Gold futures trading is also widely seen to add to the strength of Shanghai as a financial center of the nation.
Feng Guoqin, deputy mayor of Shanghai, said: "Gold futures trading reflects the quickening pace of the development of Shanghai as an international financial center."
In yesterday's trading, the most actively traded contract for delivery in June settled at 224.74 yuan ($30.9) per gram, up 6.34 percent from the opening price. And the contract for delivery in December was 229.93 yuan ($31.6) per gram, up 8.86 percent. The total turnover of all contracts amounted to 27.3 billion yuan ($3.75 billion).
The first deal was closed between China National Gold Group and Jiangxi Copper Company. Jiangxi Copper bought from China National Gold 1 contract in a 1,000 gram denomination.
Wang Chiwei, vice-president of Jiangxi Copper, said he had been hoping for a long time to be able to hedge against price risks by trading gold futures in the domestic market.
"As a company operating gold processing business, Jiangxi Copper needs a hedging tool to avoid risks resulting from price swings to ensure steady profits."
According to Wang, it usually takes four months for a processor to refine copper concentrates into gold products for delivery. The low processing fee, at $5 per ounce, can easily be wiped out by a small movement in the price of gold in the wrong direction.
"Without an effective hedging tool, the price movements at any time of the 4-month work cycle will bite off a big chunk of the refining fee," Wang added. "The judicious use of gold futures in the domestic market trading in renminbi can enable Chinese enterprises to increase their competitive edge in the global market."
When the global economy was strong, currencies were stable and inflation was low - as in the past several years - the gold market was in the doldrums and prices of the metal hardly moved.
Not anymore. The worsening US credit crisis, coupled with the weakening US dollar and escalating oil prices, have driven gold prices to unprecedented highs. Last month, the international price of gold surged an aggregate 11.3 percent. The most actively traded contract on New York Mercantile Exchange (NYMEX) for delivery in February hit a record high of $894.4 per ounce in yesterday's pit trading.
Shi Min, president of Shandong Gold Group Co, said that the introduction of gold futures benefits numerous gold miners and processors in China by providing an effective tool to hedge against price fluctuations, especially at a time when the international gold market is showing increasing volatility arising from the weakening US dollar.

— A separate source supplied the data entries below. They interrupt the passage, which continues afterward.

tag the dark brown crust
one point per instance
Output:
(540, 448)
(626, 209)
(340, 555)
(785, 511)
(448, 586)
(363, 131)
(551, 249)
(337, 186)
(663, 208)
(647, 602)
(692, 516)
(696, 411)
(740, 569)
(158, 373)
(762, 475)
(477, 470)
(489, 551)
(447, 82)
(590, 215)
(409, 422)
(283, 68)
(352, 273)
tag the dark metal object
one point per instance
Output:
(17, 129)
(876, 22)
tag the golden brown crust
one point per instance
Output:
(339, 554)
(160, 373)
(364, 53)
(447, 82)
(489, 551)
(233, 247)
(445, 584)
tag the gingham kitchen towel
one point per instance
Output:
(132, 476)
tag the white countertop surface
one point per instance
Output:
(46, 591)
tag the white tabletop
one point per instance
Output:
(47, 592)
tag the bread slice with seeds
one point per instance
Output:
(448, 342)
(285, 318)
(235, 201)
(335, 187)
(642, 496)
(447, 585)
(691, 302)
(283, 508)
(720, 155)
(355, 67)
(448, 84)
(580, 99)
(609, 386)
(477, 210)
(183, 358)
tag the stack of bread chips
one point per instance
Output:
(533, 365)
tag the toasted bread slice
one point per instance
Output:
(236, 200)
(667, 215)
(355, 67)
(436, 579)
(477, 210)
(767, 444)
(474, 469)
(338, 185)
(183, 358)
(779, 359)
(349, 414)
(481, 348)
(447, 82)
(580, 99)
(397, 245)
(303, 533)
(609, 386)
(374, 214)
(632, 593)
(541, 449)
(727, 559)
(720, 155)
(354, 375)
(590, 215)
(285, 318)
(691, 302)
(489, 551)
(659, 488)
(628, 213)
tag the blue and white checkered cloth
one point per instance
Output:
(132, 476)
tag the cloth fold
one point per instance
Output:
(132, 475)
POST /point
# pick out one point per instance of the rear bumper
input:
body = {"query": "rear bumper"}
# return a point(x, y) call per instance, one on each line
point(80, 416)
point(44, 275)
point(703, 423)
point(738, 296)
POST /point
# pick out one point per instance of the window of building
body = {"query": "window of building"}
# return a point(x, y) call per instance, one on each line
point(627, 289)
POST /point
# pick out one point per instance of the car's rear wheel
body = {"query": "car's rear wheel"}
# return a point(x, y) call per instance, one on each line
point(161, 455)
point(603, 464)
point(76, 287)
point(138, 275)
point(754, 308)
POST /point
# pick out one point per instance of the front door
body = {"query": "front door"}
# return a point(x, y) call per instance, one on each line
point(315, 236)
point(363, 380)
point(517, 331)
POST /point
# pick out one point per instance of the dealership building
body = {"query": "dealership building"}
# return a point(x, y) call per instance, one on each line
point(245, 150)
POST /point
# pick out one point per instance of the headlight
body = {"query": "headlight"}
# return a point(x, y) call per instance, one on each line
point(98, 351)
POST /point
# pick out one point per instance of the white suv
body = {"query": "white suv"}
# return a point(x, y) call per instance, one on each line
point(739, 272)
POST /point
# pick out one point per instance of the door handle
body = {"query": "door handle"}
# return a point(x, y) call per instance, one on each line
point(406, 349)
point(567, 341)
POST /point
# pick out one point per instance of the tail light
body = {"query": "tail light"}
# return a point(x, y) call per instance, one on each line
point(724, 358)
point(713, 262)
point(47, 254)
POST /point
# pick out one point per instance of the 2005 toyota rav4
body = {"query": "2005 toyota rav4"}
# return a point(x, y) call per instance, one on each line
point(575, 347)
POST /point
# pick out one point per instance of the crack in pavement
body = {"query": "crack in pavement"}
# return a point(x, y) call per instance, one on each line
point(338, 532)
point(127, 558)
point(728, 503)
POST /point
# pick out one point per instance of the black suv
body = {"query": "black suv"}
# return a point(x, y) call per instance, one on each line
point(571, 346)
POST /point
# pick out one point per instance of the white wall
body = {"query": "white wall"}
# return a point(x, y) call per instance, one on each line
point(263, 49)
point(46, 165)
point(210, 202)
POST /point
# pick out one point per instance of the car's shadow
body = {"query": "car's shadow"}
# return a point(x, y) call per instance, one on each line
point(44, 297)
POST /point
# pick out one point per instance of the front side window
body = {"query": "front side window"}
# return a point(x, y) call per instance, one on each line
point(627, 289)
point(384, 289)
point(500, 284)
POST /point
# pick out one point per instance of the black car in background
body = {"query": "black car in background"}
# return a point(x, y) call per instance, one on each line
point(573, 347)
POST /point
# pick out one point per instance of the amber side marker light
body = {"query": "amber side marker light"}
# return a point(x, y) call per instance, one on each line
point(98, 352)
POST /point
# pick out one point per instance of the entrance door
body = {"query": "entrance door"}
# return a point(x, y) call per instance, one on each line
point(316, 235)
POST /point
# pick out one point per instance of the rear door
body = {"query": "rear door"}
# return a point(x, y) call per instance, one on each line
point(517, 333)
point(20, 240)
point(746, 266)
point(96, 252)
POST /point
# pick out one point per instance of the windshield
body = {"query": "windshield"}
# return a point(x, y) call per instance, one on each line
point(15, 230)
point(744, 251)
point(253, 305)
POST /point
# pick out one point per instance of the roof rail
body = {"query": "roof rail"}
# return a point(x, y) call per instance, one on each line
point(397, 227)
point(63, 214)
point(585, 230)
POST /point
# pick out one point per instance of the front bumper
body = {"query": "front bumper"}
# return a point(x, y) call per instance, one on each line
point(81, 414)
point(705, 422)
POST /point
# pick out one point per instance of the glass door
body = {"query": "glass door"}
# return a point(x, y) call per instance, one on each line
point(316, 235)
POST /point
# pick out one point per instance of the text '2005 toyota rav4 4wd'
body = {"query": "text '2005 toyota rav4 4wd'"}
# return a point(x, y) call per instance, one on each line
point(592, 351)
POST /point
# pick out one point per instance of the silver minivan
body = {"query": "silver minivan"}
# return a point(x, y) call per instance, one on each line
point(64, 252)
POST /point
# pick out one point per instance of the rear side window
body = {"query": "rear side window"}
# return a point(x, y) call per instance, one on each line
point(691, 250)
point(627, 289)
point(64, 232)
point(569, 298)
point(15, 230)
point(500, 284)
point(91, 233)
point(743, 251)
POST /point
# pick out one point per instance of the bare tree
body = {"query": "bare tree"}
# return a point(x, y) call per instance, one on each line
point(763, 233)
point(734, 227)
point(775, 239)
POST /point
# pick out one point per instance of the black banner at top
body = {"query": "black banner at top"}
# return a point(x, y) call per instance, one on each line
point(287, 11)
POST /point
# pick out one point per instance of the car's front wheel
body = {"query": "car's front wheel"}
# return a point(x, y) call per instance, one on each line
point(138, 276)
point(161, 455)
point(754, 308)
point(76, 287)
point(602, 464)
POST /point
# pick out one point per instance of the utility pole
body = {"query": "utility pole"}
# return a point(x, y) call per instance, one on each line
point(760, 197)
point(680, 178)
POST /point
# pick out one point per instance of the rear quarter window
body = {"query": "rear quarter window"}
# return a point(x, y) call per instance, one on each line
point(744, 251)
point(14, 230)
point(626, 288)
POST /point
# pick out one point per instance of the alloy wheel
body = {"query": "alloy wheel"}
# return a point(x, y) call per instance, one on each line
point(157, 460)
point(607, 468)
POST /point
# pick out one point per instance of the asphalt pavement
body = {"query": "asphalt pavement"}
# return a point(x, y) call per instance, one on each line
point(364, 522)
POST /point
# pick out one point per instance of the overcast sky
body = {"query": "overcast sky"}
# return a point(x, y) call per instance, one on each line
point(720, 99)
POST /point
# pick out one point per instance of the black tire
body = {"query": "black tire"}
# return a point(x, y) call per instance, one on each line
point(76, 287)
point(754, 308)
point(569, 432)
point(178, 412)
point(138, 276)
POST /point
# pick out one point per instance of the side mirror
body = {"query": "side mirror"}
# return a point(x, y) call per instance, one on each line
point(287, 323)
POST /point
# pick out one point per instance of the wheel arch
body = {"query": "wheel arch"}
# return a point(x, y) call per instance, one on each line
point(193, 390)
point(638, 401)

"The launch of gold futures is very timely," Shi said. "When gold prices are touching record high levels, gold producers are in much more need to hedge against high volatility resulting from sudden changes in market sentiment in these highly uncertain times."
Traders and industrial experts believe that the expected rise in gold output as well as consumption by China this year would help the newly established futures market gain influence in setting global prices in the foreseeable future.
Jeffrey Christian, president of CPM Group, a leading global commodities research and consulting company based in New York, told China Daily: "China will be the largest producer of gold from mines, a major refiner, and a major user in fabricated jewelry. It will also become a major investment market. It will gain influence on gold prices.
"Our expectation is that trading will start off relatively modestly in terms of volume, but could build later," said Christian.
"Chinese market participants should remember that when US and Japanese gold futures trading began, in the 1970s and 1980s, their volumes were initially low, but later they became major markets. The same could happen, and may well happen, with Chinese markets."